The “lame duck” session of Congress is the final session, held after the November elections. It gets its name from the fact that many of the participating representatives have in fact been defeated. It’s a curious reversal of the fundamental concept of representative government, in which House and Senate votes are cast after the people have explicitly withdrawn their support from the dying Congress.
The lame duck session is a relic of earlier times, in which it took months for new representatives to journey from their home states to Washington. Originally, the new legislature convened in March, five months after the elections. The 20th Amendment to the Constitution was supposed to end lame duck sessions… but, unfortunately, it was ratified in 1933, a few years too early to anticipate the power of commercial air travel and telecommunications, so it only pushed the start of the new Congress back to January 3rd.
The result is a span of time, from the Monday after Thanksgiving through Christmas, or perhaps as late as New Years’ Day, in which a defeated Party has every reason to aggressively pursue its agenda. In fact, as students of the current lame duck session are likely to conclude, there are strong reasons to deliberately delay Congressional business until those magical six weeks after the election.
The Democrats knew they were heading into a tough set of midterm elections in 2010, which placed significant restraint on nervous representatives in threatened seats. After their historic losses were tallied, all such restraint disappeared. It was therefore logical to delay controversial bills until zombie legislators could vote without regard to electoral consequence… and, indeed, would be motivated by powerful incentives to push through “historic” legislation, which could become part of the defeated representative’s “legacy.”
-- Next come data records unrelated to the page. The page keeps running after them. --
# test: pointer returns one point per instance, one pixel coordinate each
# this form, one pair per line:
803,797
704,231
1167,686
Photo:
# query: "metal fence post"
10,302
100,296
The result is reminiscent of the old Star Trek episode where a planet of otherwise placid, sheeplike people goes absolutely nuts when the “Red Hour” strikes. Democrats have been running through Congress screaming “Festival!” and trying to tear the wallet out of any hapless taxpayer they come across. We’ve got a system that actually makes the astonishing dereliction of duty from the Reid and Pelosi Congress into an entirely rational strategy – why should they have tried to pass a big-spending, tax-raising budget during the normal session, with the Tea Party waiting to pounce on them during the midterm elections? Their odds of getting what they wanted were much greater by putting budget commitments off until the final session, when every vote could be portrayed as an “emergency” conducted against a ticking clock, and much of the Democrat caucus would be entirely focused on loyalty to the Party, instead of representing the interests of voters who had already defeated them.
The budget battle really isn’t over yet, although the Democrats are clearly hoping the approaching Christmas holiday will cause the public to lose interest in a story they believe reached its climax and denouement last week. They’ve been trying to slip some last-ditch spending into the continuing resolution they agreed to use for government funding, until the new Congress can prepare a full budget next year. The goal is to turn the continuing resolution into a “minbus” – a smaller version of the bloated omnibus spending bill that would have showered $1.27 trillion on the priorities of a defeated Party. Meanwhile, the pressure-cooker atmosphere of the lame duck session apparently caused Republicans to cave on opposition to a horribly botched food-safety bill, which Harry Reid had been threatening to attach to the continuing budget resolution. It remains to be seen if they’ll fold on the START treaty, while eight of them broke promises to pass nothing but tax and budget legislation in order to vote in favor of repealing the “Don’t Ask, Don’t Tell” policy on gays in the military.
The drumbeat to Do Something Right Now, because Time Is Running Out, is a powerful weapon in the hands of a defeated Party that has nothing to lose, and everything to gain, by pushing hard for the most controversial items on its agenda. The lame duck session is their best chance to staple their Christmas list to Santa’s forehead and begin rummaging through his toy sack for everything they want. The one thing absolutely guaranteed by this “historic” lame duck Congress is even more such high-pressure, high-stakes gamesmanship in the future. History will increasingly come to be written in the last six weeks of every Congress, as the defeated Party does its level best to reverse the elections they just lost.